Freeze. Fight. Flight.

I’d frozen.

The gunshots had come closer. Then…

“You left me,” I said slowly. “To save your own ass, you just left me and the man who chased you knocked me into the wall.” Maybe. That part was very fuzzy. After, I’d woken in the truck far away from Ignacio, the warehouse, and the rest of the “cargo.”

Ignacio’s throat bobbed as if he fought to swallow.

“So what happened when you didn’t show up with your prepared cargo?” Just saying the cold, dehumanized words made bile rise in my throat.

One second.

Two.

Three.

Voodoo pressed the button and Ignacio shook so violently the chair went sideways and he slammed into the concrete floor. The stink of burning hair wreathed the whole damn room. Hair, sweat, and now urine. The man had pissed himself.

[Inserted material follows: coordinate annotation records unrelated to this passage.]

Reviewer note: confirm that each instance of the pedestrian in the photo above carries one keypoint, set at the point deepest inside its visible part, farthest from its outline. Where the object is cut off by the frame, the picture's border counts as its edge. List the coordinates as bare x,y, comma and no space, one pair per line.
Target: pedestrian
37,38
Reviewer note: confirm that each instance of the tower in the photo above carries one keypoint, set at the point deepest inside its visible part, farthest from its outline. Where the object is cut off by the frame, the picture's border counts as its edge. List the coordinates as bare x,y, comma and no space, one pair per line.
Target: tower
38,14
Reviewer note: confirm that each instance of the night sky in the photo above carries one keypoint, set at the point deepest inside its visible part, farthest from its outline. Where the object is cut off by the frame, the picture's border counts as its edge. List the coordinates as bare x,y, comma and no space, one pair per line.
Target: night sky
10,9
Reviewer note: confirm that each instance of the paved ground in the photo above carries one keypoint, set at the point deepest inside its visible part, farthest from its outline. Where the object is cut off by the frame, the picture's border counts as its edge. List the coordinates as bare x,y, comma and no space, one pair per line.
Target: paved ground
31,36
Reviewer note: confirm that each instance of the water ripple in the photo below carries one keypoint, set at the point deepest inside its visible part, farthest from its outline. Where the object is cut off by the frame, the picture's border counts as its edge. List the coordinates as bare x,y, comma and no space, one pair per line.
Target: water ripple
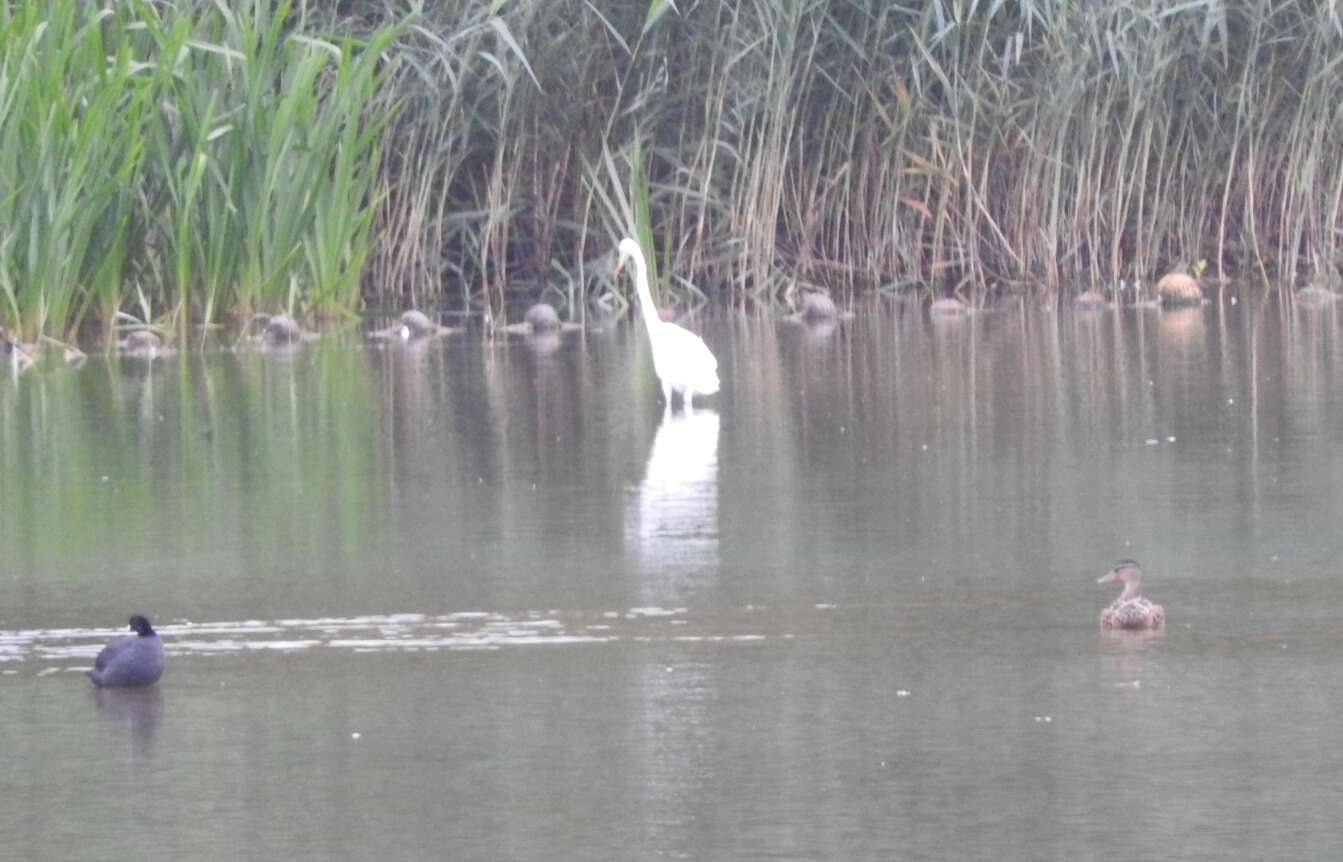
43,651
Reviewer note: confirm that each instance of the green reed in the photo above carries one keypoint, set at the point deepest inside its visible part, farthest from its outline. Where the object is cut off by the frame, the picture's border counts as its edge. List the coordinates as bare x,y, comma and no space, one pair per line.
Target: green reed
180,160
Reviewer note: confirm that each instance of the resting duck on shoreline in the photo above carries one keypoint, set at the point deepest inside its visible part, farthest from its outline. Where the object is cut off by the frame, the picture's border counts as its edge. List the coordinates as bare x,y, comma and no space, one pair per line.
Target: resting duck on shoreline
1130,610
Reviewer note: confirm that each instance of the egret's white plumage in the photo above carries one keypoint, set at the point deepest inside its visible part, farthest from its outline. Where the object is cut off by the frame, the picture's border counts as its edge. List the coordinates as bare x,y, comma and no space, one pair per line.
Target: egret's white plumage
680,357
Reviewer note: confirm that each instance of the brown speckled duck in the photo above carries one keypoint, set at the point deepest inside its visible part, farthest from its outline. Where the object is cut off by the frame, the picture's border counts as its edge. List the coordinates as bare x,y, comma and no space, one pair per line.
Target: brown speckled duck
1130,610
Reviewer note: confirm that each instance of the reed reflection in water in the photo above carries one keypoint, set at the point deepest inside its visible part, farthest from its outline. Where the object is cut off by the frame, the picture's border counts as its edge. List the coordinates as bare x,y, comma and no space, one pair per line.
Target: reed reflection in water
845,610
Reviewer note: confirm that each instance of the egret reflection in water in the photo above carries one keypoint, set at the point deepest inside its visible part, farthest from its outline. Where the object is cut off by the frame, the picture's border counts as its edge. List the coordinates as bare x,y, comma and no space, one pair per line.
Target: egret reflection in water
673,522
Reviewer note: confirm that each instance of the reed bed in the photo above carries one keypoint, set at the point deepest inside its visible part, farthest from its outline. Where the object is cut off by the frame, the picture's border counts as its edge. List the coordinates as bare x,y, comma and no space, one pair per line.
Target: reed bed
860,144
190,161
176,161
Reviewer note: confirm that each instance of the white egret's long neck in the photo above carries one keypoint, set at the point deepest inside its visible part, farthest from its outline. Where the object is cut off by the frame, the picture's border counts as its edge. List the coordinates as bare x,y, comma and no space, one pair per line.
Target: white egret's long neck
641,282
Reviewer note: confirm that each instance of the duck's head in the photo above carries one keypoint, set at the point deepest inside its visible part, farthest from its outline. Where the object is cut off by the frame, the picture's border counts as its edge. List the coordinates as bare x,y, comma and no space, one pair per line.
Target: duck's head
1127,571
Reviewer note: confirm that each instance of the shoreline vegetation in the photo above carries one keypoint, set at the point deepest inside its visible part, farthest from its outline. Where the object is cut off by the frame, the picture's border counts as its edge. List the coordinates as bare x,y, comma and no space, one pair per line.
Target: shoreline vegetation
171,164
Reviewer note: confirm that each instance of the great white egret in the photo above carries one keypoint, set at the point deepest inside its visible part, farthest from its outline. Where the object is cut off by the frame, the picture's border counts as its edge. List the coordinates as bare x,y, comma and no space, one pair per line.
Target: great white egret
680,357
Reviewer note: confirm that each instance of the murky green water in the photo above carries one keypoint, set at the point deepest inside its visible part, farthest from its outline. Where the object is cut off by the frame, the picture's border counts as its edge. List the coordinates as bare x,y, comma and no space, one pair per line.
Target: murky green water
464,600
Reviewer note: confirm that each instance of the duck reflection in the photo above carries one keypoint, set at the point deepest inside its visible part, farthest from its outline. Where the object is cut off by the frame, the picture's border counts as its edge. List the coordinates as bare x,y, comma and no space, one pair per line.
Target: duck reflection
134,710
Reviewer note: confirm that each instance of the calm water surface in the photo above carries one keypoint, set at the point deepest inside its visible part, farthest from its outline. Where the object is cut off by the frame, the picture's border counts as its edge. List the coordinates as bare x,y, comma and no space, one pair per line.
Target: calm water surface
486,602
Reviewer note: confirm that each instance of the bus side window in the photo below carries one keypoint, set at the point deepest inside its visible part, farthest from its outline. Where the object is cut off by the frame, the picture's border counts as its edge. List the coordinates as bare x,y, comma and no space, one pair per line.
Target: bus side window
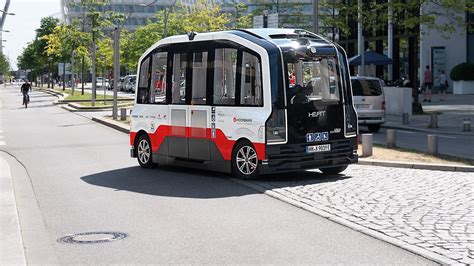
251,84
158,70
199,78
225,66
178,88
144,82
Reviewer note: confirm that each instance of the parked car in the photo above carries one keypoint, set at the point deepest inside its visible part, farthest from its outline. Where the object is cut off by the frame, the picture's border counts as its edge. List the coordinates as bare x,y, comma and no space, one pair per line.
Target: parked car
130,82
369,101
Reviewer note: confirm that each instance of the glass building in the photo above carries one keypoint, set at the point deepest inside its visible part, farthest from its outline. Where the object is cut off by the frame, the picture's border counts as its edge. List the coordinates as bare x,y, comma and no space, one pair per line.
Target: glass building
138,11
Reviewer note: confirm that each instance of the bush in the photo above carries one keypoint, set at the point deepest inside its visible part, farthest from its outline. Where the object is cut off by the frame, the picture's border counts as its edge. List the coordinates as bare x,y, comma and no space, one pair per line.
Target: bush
463,71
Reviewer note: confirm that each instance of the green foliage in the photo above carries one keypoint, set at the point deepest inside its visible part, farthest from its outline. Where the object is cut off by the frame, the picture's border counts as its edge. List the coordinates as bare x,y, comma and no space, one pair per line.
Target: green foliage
463,71
4,65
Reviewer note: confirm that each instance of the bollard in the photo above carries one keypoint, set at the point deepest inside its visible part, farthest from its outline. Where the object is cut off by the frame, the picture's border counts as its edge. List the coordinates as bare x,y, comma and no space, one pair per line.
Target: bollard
367,143
432,144
123,114
391,138
466,124
434,120
405,119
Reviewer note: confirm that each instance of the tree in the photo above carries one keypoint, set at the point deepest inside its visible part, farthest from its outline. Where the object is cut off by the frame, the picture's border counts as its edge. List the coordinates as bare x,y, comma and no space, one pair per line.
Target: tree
206,17
4,65
27,60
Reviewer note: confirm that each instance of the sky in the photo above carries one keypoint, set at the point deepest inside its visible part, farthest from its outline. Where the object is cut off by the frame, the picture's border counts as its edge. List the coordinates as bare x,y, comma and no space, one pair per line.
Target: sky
22,25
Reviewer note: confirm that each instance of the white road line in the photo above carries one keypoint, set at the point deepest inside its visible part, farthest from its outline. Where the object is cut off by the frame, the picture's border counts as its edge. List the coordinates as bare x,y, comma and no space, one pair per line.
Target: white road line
415,132
406,132
447,137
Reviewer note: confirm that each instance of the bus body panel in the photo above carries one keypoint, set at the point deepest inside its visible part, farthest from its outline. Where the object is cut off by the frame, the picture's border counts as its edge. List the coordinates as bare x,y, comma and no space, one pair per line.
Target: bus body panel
203,136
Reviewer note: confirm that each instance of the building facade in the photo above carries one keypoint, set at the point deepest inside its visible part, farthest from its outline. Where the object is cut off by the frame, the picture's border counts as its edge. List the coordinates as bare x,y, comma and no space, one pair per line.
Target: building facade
139,12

In some small way, that felt like a victory. He’d made me feel that way. Now he would understand how it felt.

Hollow victory or not, I’d take it.

“Answer her question,” Voodoo ordered, and the coldness in his tone turned the air frosty. “Now.”

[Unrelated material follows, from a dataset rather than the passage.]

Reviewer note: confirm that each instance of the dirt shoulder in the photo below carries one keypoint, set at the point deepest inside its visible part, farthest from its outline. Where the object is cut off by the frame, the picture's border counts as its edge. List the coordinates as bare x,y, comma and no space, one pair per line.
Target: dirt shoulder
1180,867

Ignacio looked trapped, his chest rising and falling too fast.

Caught between the fear of lying and the terror of telling the truth. It took three more shocks and Ignacio actually sobbing before he said, “I didn’t go!”

“I ran,” he babbled. “They would have killed me. Cargo is valuable. They slaughtered most of my men. Killed them.” His tears weren’t faked nor were his wracking cries. “I stayed away. The ones who came, they were competitors. They came for what was taken from them. There were others hunting for me—Europeans.”

That actually made him look mystified for a moment.

“They had questions, questions about you.” He looked up at me from where he lay on the floor, trembling. “I barely made it out alive. Then I came here.”

“Why here?” Legend asked and Ignacio jerked, as if he’d forgotten that he was here.

“Because Sinclair has money, has access, he is also in trouble. We could help each other.” Eyes closing, the man sucked in one ragged breath after another, as though he could barely stand to say the words. Or maybe the truth just hurt him.

Good.

“Did he?” I asked, not willing to wait for him to get a grip.

“Not yet,” Ignacio admitted, then he looked up at me with his bloodshot and defeated eyes. “Then I saw you in his office and thought he must have fixed it… You were here. You would be mine again.”

For the first time since I’d stepped into the basement, the nausea wasn’t from the smell or the memories or the pain in the air. It was from disgust.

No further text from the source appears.